Three Things You Must Know About Your Boss

Over the past twenty plus years I’ve coached executives and managers and have presented seminars to them on leadership and performance improvement. I’ve learned a lot from them and want to share a few secrets with you.

Here are three things you need to know about your boss that will strengthen your relationship and help you go further in your career.

Your Boss Wants You To Succeed
At the very least, you boss wants you to succeed because their success depends on your success. On the other hand, your failure is their failure and most of them take it personally. If you don’t think your boss cares about your career satisfaction and success, you’re almost certainly mistaken. Know your boss cares and is invested in you and your progress.

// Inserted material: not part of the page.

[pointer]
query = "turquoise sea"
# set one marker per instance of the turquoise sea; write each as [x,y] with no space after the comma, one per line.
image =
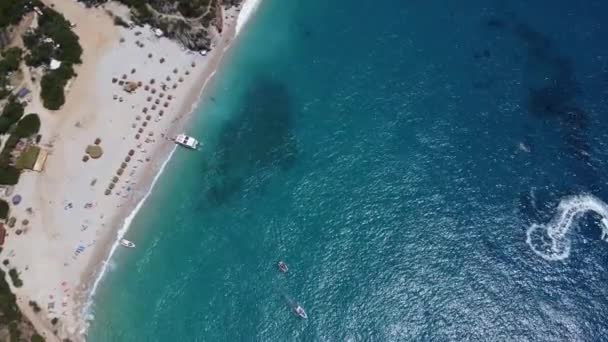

Your Boss Needs Your Help To Help You
Make sure your boss knows what you want and need to do a great job; don’t assume they just know. Unless your boss is psychic, speak up and make sure you are heard. Tell them what your goals are (even if they don’t ask) and meet with them at least twice a year to review your goals and progress. Make sure your boss has a written copy of your goals. I bet yours doesn’t!

Do you want more responsibility? Don’t just tell them that; be specific. (What new project do you want to take on and when do you want to start?) Give your boss a written plan of what training or coaching you would like for the next 6-12 months. You do have a plan, don’t you?

Your Boss is Overworked And Overwhelmed Too!
Almost every manager I’ve talked to is in the same boat you are in: too much to do in too little time. And guess what, if you feel you’re not getting enough attention or support, it’s a safe bet your boss isn’t either! Yes, things need to change in your workplace and you want more than you’re getting. The best way to get more from your boss is to be solution oriented in your requests; the worst way is to complain.

Be persistent if you have to, but be positive and gracious in your communication. Your boss is being pulled in two different directions; from above and below. Imagine what that feels like. Make it easy on your boss to support you and grant your requests and they will be more likely to step off their management treadmill and help you.

Bottom line? Step into your boss’s shoes. You’ll discover their job is more difficult than you thought. And hopefully you’ll see your job is to make their job easier so they will see you as an asset and someone to recognize, promote and reward.